Juul's sleek high-tech-looking device, advertised in its 2015 launch with young, hip-looking people on billboards and in social media, quickly caught on with teenagers and young adults who had never smoked
Juul vaping products at a smoking shop in New York on Nov. 10, 2019. In a settlement announced on Monday, June, 28, 2021, Juul has agreed to pay North Carolina $40 million to settle the first of a spate of lawsuits brought by states that claimed the company’s marketing practices fueled widespread addiction among young people to its high-nicotine e-cigarettes. (Jeenah Moon/The New York Times)
Juul Labs has agreed to pay North Carolina $40 million to settle the first of a spate of lawsuits brought by states and localities claiming the electronic-cigarette company’s marketing practices fueled widespread addiction to nicotine among young people and created a new public health problem.
The settlement, announced Monday morning, allows the company to avert a jury trial this summer as the Food and Drug Administration is deciding whether its vaping products can stay on the market.
The company had urgently sought the settlement, but the deal removes just one of numerous legal actions pending against it. Thirteen other states, including California, Massachusetts and New York, as well as the District of Columbia, have filed similar lawsuits.
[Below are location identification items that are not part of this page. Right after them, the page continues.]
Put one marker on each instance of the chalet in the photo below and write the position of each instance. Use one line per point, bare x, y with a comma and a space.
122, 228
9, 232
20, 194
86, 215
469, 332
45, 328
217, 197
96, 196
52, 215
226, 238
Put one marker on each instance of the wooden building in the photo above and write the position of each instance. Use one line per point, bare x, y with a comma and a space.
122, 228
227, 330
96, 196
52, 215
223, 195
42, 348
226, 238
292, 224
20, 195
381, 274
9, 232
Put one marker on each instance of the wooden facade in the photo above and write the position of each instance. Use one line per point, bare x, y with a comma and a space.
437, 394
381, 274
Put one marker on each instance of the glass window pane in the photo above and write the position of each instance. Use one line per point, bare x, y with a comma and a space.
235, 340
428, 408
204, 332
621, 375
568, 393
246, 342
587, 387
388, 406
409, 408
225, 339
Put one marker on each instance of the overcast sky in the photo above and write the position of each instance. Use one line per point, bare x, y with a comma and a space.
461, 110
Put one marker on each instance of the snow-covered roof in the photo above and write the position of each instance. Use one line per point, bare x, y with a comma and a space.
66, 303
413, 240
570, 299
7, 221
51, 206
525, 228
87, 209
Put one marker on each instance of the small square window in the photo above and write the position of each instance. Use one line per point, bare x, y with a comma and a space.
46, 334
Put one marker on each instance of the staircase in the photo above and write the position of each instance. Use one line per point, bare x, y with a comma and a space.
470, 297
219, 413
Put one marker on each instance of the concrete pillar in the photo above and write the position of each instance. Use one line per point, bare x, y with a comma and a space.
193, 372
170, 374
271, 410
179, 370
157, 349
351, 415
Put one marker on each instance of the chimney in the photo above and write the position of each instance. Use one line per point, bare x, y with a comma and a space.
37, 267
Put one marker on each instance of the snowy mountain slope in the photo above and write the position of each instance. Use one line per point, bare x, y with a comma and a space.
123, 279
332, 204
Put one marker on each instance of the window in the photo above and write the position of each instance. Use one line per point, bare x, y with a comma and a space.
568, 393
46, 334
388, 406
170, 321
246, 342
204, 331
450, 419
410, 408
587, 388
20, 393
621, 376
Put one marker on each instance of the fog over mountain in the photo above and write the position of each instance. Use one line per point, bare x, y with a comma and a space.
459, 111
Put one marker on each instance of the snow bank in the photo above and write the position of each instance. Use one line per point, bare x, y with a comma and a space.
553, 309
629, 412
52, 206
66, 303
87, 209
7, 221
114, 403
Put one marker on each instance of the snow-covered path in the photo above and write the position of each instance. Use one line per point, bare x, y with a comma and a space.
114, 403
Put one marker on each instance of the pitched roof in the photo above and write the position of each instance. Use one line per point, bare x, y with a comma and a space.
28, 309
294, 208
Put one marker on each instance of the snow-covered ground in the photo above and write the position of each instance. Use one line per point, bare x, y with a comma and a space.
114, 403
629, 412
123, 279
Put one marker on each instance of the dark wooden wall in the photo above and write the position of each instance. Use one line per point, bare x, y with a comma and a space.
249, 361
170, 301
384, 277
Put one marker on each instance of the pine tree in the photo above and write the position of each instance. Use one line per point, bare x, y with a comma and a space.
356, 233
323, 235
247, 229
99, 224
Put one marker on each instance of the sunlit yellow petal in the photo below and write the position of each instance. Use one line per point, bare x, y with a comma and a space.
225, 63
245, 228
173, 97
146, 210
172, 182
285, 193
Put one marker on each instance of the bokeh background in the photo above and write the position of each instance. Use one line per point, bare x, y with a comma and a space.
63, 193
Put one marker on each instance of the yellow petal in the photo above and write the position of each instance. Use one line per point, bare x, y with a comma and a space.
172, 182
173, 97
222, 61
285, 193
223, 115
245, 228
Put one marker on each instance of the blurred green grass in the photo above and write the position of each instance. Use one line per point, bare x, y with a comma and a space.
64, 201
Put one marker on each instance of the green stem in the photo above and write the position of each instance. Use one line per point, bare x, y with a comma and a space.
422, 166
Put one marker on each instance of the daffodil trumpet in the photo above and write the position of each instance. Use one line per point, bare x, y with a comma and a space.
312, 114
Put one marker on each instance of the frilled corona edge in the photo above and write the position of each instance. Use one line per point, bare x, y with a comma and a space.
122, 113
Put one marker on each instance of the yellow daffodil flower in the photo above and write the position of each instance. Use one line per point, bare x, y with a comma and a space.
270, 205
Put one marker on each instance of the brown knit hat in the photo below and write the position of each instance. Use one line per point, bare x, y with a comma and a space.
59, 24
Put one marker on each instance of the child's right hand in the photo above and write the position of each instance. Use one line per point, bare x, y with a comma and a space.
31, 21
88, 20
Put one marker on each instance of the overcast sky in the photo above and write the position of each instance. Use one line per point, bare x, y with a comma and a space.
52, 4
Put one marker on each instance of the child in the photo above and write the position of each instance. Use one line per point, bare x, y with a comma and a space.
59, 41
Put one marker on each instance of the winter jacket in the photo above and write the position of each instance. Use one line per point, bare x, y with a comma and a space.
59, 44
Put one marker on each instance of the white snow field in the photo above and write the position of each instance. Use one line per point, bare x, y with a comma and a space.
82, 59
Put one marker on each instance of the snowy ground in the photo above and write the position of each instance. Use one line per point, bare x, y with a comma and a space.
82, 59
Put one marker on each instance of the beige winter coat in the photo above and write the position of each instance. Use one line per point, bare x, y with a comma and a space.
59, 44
The central claim in each case is that Juul knew, or should have known, that it was hooking teenagers on pods that contained high levels of nicotine.
Nearly 2,000 other cases filed by cities, counties, school districts and other plaintiffs in federal courts have been combined into multidistrict litigation overseen by a single federal judge, similar to what has been done with cases against prescription opioid makers, distributors and retailers.
Beyond the litigation, a group of 39 attorneys general from both Republican- and Democratic-led states, led by Ken Paxton, Texas' attorney general, have been investigating Juul’s marketing and sales practices for over a year.